Man musste nicht „Arbeiter“ sein, um aufgenommen zu werden, wohl aber ein Mann. Erst 2007 kam eine Frau hinzu, Vera Bradt. Sie bleib auch die Einzige, vielleicht auch deshalb, weil es offensichtlich war: Frauen wären nur Lückenbüßer gewesen. Nach dem Zweiten Weltkrieg nämlich, als die vielen Flüchtlinge und Heimatvertriebenen und dann der „Wiederaufbau“ völlig veränderte Arbeitsbedingungen schafften, verlor der Verein seine Bedeutung. Die Männer fanden Arbeit in der Nähe. Das Jubiläum zum 90. Gründungstag des Arbeitervereins wurde im Jahr 1987 zwar mit einem rauschenden Fest drei Tage lang gefeiert.

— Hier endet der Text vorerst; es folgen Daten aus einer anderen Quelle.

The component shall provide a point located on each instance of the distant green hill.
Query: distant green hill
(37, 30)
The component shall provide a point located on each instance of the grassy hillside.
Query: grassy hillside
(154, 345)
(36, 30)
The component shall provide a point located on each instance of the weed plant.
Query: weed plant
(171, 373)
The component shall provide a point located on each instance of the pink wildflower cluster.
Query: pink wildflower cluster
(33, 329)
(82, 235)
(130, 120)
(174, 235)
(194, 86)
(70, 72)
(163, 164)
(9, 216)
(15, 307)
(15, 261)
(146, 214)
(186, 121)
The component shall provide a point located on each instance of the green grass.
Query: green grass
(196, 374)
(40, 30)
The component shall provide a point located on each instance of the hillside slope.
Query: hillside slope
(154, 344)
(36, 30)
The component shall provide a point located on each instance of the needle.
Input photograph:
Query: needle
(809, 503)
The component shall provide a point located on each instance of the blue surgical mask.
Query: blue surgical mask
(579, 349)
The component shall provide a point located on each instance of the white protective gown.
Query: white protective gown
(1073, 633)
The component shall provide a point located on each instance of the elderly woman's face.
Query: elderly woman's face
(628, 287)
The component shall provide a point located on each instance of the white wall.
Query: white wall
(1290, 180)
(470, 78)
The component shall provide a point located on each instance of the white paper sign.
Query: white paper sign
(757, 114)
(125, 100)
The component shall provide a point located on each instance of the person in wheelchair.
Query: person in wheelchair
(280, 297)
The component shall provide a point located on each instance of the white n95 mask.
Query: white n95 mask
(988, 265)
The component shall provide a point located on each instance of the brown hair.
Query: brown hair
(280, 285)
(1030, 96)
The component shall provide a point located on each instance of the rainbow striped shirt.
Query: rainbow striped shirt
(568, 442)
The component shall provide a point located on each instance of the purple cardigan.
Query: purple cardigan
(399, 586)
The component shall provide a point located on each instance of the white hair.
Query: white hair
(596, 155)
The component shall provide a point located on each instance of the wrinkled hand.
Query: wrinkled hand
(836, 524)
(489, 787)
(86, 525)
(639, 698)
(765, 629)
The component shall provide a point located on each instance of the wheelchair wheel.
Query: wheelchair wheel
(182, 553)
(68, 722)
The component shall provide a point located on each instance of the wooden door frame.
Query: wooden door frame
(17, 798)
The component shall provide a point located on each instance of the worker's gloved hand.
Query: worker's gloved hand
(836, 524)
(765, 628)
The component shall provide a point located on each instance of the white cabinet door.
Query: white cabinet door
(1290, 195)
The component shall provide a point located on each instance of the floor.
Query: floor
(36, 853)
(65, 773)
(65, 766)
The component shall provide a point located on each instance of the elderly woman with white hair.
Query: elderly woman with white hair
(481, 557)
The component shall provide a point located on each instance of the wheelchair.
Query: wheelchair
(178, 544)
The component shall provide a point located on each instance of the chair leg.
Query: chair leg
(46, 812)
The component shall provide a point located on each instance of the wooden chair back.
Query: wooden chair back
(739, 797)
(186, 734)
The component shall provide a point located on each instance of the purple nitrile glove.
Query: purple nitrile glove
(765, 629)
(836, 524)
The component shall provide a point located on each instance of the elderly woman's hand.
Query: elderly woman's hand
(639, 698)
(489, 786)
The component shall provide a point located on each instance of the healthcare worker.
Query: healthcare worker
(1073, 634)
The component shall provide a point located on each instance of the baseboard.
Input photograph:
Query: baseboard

Die vom Arbeiterverein 1902 angeschaffte prächtige Fahne aber, deren Stickerei über 90 Jahre später noch einmal glanzvoll repariert wurde, die wird immer mal wieder geschwungen. Sie zeigt dasselbe Emblem wie die Parteiflagge der SPD: Zwei ineinandergeschlungene Hände und den Spruch: „Hand in Hand für unseren Stand“.